13 mai 2026

Chute de Kidal : quand les mercenaires russes délaissent l’armée malienne

Le 26 avril 2026 restera gravé comme une date de désillusion majeure pour le Mali. La ville de Kidal, que les autorités de Bamako érigeaient en symbole de la puissance nationale retrouvée, a de nouveau basculé sous le contrôle des mouvements rebelles. Pourtant, l’aspect le plus frappant de cette défaite ne réside pas uniquement dans l’issue des combats, mais dans le comportement des paramilitaires russes de l’Africa Corps. Alors que la pression s’intensifiait, ces derniers ont choisi de négocier leur propre exfiltration plutôt que de soutenir leurs alliés sur le terrain.

Une offensive coordonnée d’une ampleur inédite

Le basculement s’est opéré durant le week-end du 25 avril. Une coalition regroupant les rebelles du FLA et les combattants djihadistes du JNIM a déclenché une série d’attaques simultanées à travers le pays, touchant des localités allant de Kati jusqu’à Gao. Cette stratégie de saturation visait explicitement à isoler les forces présentes à Kidal.

Face à cette montée en puissance, les éléments russes, dont l’image de guerriers infaillibles était largement mise en avant, ont montré des signes de fébrilité. Plutôt que d’organiser une riposte, leur priorité s’est rapidement déplacée vers la sécurisation de leur propre retrait.

Le « corridor » de la discorde : un repli négocié avec l’ennemi

Des révélations troublantes indiquent que le commandement russe a établi un contact direct avec les groupes rebelles afin de garantir une sortie de ville sans heurts. Ce pacte de circonstance a pris une forme concrète :

  • L’abandon de matériel : Pour obtenir un droit de passage, les forces russes ont délaissé leurs positions défensives ainsi qu’une partie de leur armement lourd.
  • Un passage sécurisé : En contrepartie, un corridor humanitaire et sécurisé leur a été accordé pour rejoindre Gao avec leurs blessés.
  • Le délaissement des FAMa : Qualifié officiellement de « repositionnement », ce départ soudain a laissé les soldats de l’armée malienne (FAMa) dans une situation critique, privés de couverture aérienne et de soutien logistique en zone hostile.

L’effondrement du mythe de l’allié providentiel

Cet événement met en lumière les contradictions profondes de la présence des mercenaires russes au Mali. À Kidal, la logique de partenariat militaire semble s’être effacée devant des impératifs d’ordre privé.

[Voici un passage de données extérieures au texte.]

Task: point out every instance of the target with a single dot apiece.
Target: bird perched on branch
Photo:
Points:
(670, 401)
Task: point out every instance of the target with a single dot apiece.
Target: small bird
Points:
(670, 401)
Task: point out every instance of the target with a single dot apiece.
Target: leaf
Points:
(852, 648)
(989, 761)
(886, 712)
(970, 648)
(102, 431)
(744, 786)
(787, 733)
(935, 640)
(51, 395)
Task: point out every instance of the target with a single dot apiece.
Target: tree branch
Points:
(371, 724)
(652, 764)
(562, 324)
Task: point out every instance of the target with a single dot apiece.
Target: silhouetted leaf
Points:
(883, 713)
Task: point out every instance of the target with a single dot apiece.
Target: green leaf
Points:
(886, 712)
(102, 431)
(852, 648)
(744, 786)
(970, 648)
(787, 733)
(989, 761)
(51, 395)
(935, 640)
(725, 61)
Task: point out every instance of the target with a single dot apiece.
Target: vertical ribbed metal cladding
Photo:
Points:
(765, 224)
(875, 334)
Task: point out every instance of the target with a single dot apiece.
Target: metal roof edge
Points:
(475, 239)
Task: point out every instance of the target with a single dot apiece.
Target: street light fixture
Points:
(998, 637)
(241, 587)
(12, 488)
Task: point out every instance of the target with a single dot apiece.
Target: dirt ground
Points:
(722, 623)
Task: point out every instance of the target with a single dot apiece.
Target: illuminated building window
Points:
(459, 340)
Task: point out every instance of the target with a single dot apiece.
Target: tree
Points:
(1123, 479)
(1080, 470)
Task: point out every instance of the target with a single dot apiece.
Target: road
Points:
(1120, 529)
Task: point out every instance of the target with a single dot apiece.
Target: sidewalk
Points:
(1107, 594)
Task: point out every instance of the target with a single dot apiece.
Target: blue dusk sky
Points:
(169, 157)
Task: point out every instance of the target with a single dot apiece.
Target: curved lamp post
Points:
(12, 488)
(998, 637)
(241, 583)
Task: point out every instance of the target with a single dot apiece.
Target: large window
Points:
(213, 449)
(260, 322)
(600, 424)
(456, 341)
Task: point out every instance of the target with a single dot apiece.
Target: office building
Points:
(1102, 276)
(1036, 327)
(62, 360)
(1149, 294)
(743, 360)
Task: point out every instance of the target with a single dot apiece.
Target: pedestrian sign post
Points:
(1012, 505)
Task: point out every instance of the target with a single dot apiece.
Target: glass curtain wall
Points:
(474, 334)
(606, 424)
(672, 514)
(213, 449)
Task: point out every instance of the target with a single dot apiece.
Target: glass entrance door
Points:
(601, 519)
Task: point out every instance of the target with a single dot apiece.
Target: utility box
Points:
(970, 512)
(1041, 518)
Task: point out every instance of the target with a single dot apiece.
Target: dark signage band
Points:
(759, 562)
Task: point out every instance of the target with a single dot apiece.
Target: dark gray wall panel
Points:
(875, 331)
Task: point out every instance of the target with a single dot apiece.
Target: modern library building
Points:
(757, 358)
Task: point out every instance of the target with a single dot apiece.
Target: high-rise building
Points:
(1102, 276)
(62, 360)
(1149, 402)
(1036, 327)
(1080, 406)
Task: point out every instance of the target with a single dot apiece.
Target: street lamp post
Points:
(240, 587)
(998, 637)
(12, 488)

D’une part, l’aspect lucratif de leur mission prime sur le sacrifice au combat. La Russie cherche avant tout à consolider son influence politique et son accès aux ressources minières, notamment les gisements d’or. Lorsque le coût humain ou financier devient trop élevé, le désengagement devient l’option privilégiée, quitte à fragiliser le gouvernement malien.

D’autre part, des interrogations subsistent sur la nature des échanges avec les groupes terroristes. Des rapports suggèrent que des discussions ont eu lieu avec les djihadistes pour garantir la neutralité russe lors de l’assaut final. Ces contacts jettent un doute sérieux sur la fiabilité d’un partenaire capable de dialoguer avec l’adversaire qu’il est censé neutraliser.

Un tournant stratégique pour le Mali

L’épisode de Kidal en avril 2026 marque probablement la fin d’une illusion. En privilégiant leur sécurité personnelle au détriment de la défense de la ville, les forces russes ont démontré les limites de leur engagement. Pour le Mali, la leçon est amère : la solution extérieure, lorsqu’elle repose sur des intérêts privés, ne garantit pas une stabilité durable.